Advantages and disadvantages of mapreduce distributed processing framework
Source: Internet
Author: User
KeywordsDistributed processing very pros and cons
In Google data centers there are large numbers of data to be processed, such as a lot of Web pages crawled by web crawlers (WebCrawler). Since many of these data are PB levels, the process has to be as parallel as possible, and Google has introduced the MapReduce distributed processing framework to address this problem.
Technology Overview
MapReduce itself is derived from functional languages, mainly through "map" and "Reduce (simplify)" These two steps to parallel processing large-scale data sets. First, map will first perform the specified action on each element of a logical list of many independent elements, and the original list will not be changed, creating multiple new lists to hold the processing results of the map. Also means that the map operation is highly parallel. When the map is finished, the system then cleans up (Shuffle) and sorts the newly generated lists, and then the newly created lists reduce, which is the appropriate merging of the elements of a list against the key value. The following figure is the operating mechanism of MapReduce:
Next, a mapreduce example will be used to help you understand this: for example, through the search engine crawler (Spider), a massive web page is crawled from the internet to the local distributed file system, The index system will then perform a parallel map processing of the massive web pages stored in the Distributed file system, generating multiple key-value pairs (key-valuemap) for the Url,value HTML page, and then the system will shuffle these newly generated key-value pairs ( Cleanup), the system then uses the reduce operation to merge the key value pairs based on the same key value (that is, the URL).
points
Speaking of the advantages of MapReduce, there are two main aspects: first, through the mapreduce of this distributed processing framework, not only can be used to deal with large-scale data, but also can hide a lot of tedious details, such as automatic parallelization, load balancing and disaster preparedness management, This will greatly simplify the programmer's development work; second, the MapReduce is very scalable, that is to say, each additional server, it will be able to connect almost the computing power into the cluster, and the past most of the distributed processing framework, in terms of scalability and mapreduce far. The biggest disadvantage of MapReduce is that it does not adapt to real-time application requirements, so in Google's latest real-time caffeine search engine, MapReduce's dominant position has been available for real-time processing percolator system, its specific details, will be covered in the next article in this series.
Related Products
In addition to Google's internal use of MapReduce, as well as the Yahoo team led by Lucene's father Dougcutting development, Apache-managed MapReduce Open source version of Hadoop, and once launched, is greatly welcomed by the industry, and derived from HDFs, zookeeper, Hbase, hive and pig and other products.
actual use case
in the actual work environment, mapreduce this distributed processing framework is often used in distributed grep, distributed sorting, Web Access log analysis, reverse indexing, document clustering, machine learning, data analysis, Based on statistical machine translation and the formation of the entire search engine index and other large-scale data processing work, and has been in many domestic well-known internet companies have been greatly applied inside, such as Baidu and Taobao.

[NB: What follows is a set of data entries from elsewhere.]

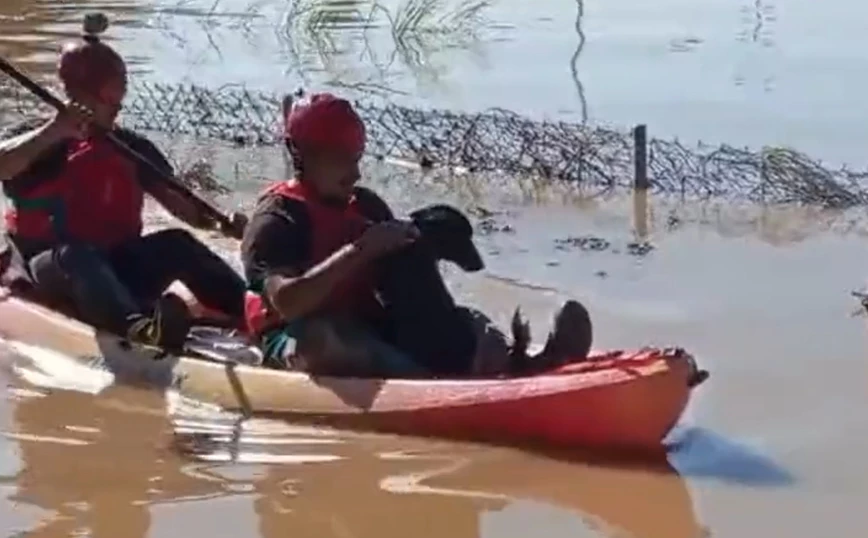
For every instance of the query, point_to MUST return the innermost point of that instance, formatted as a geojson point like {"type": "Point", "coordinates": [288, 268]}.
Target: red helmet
{"type": "Point", "coordinates": [88, 65]}
{"type": "Point", "coordinates": [326, 121]}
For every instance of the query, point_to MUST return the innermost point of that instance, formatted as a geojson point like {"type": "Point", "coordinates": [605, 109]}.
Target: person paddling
{"type": "Point", "coordinates": [76, 222]}
{"type": "Point", "coordinates": [332, 272]}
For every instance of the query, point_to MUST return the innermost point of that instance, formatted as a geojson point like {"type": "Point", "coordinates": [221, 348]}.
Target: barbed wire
{"type": "Point", "coordinates": [501, 141]}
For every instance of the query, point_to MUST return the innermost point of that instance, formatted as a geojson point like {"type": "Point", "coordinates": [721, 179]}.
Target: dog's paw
{"type": "Point", "coordinates": [521, 338]}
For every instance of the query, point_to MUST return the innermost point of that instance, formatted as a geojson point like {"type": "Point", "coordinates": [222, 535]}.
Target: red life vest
{"type": "Point", "coordinates": [331, 229]}
{"type": "Point", "coordinates": [96, 199]}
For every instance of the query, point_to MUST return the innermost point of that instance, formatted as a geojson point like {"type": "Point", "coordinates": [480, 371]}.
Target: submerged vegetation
{"type": "Point", "coordinates": [343, 39]}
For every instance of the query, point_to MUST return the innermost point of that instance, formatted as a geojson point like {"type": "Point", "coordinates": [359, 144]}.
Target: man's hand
{"type": "Point", "coordinates": [235, 227]}
{"type": "Point", "coordinates": [384, 237]}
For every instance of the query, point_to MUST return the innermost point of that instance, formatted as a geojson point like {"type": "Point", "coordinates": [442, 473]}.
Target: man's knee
{"type": "Point", "coordinates": [56, 266]}
{"type": "Point", "coordinates": [174, 240]}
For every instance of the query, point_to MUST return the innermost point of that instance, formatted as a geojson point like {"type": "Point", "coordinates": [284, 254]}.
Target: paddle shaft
{"type": "Point", "coordinates": [34, 87]}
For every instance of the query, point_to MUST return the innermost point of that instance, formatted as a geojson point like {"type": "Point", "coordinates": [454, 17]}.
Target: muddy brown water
{"type": "Point", "coordinates": [773, 444]}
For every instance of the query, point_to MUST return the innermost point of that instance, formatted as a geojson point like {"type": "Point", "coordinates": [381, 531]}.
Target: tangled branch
{"type": "Point", "coordinates": [500, 141]}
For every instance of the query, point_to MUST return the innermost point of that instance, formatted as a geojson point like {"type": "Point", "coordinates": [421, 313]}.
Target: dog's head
{"type": "Point", "coordinates": [449, 234]}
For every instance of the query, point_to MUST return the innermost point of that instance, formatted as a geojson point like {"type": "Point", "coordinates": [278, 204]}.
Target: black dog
{"type": "Point", "coordinates": [424, 320]}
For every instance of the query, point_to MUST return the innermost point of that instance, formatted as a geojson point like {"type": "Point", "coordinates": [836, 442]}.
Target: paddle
{"type": "Point", "coordinates": [227, 225]}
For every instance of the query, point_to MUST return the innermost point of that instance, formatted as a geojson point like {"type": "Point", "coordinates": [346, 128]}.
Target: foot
{"type": "Point", "coordinates": [571, 336]}
{"type": "Point", "coordinates": [167, 327]}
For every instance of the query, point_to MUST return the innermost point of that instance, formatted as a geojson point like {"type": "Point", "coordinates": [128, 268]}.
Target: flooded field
{"type": "Point", "coordinates": [771, 445]}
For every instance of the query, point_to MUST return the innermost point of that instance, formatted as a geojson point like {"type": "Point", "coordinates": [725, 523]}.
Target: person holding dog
{"type": "Point", "coordinates": [340, 287]}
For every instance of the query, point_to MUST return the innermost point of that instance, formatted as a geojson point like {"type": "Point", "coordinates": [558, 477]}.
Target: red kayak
{"type": "Point", "coordinates": [620, 399]}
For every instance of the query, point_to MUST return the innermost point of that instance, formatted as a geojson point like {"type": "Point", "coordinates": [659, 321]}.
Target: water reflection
{"type": "Point", "coordinates": [574, 61]}
{"type": "Point", "coordinates": [362, 45]}
{"type": "Point", "coordinates": [383, 487]}
{"type": "Point", "coordinates": [96, 464]}
{"type": "Point", "coordinates": [33, 31]}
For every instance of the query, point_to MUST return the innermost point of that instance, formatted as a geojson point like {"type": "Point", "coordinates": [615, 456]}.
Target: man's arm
{"type": "Point", "coordinates": [275, 250]}
{"type": "Point", "coordinates": [179, 205]}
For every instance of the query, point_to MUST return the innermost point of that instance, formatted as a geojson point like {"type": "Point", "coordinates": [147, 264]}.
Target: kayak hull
{"type": "Point", "coordinates": [618, 400]}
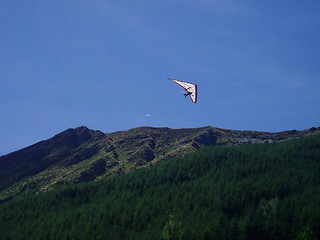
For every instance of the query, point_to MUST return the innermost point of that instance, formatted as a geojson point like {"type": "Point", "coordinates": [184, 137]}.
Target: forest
{"type": "Point", "coordinates": [251, 192]}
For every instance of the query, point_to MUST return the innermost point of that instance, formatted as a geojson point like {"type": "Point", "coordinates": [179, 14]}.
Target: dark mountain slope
{"type": "Point", "coordinates": [38, 157]}
{"type": "Point", "coordinates": [257, 191]}
{"type": "Point", "coordinates": [80, 154]}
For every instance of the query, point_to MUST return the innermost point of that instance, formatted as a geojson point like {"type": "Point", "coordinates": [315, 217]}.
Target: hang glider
{"type": "Point", "coordinates": [190, 88]}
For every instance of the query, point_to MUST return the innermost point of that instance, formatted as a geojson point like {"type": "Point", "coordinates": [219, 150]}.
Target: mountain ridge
{"type": "Point", "coordinates": [81, 154]}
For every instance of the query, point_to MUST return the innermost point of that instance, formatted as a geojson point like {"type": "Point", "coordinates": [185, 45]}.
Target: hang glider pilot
{"type": "Point", "coordinates": [187, 94]}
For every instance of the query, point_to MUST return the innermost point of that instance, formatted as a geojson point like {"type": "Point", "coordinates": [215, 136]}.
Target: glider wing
{"type": "Point", "coordinates": [188, 87]}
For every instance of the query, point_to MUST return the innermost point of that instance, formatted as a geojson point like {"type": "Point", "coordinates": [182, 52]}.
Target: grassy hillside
{"type": "Point", "coordinates": [83, 155]}
{"type": "Point", "coordinates": [262, 191]}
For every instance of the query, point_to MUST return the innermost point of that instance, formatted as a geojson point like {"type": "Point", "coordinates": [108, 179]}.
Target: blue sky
{"type": "Point", "coordinates": [104, 64]}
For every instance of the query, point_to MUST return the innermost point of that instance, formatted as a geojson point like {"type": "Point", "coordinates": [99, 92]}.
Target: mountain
{"type": "Point", "coordinates": [248, 192]}
{"type": "Point", "coordinates": [81, 155]}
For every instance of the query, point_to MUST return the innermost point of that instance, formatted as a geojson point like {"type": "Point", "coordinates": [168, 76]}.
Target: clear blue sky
{"type": "Point", "coordinates": [104, 64]}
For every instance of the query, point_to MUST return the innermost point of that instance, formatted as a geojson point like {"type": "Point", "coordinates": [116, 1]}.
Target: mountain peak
{"type": "Point", "coordinates": [81, 154]}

Finally, if you're interested in MapReduce, you can download it and try it on the official Hadoop site.
The content source of this page is from Internet, which doesn't represent Alibaba Cloud's opinion;
products and services mentioned on that page don't have any relationship with Alibaba Cloud. If the
content of the page makes you feel confusing, please write us an email, we will handle the problem
within 5 days after receiving your email.
If you find any instances of plagiarism from the community, please send an email to:
info-contact@alibabacloud.com
and provide relevant evidence. A staff member will contact you within 5 working days.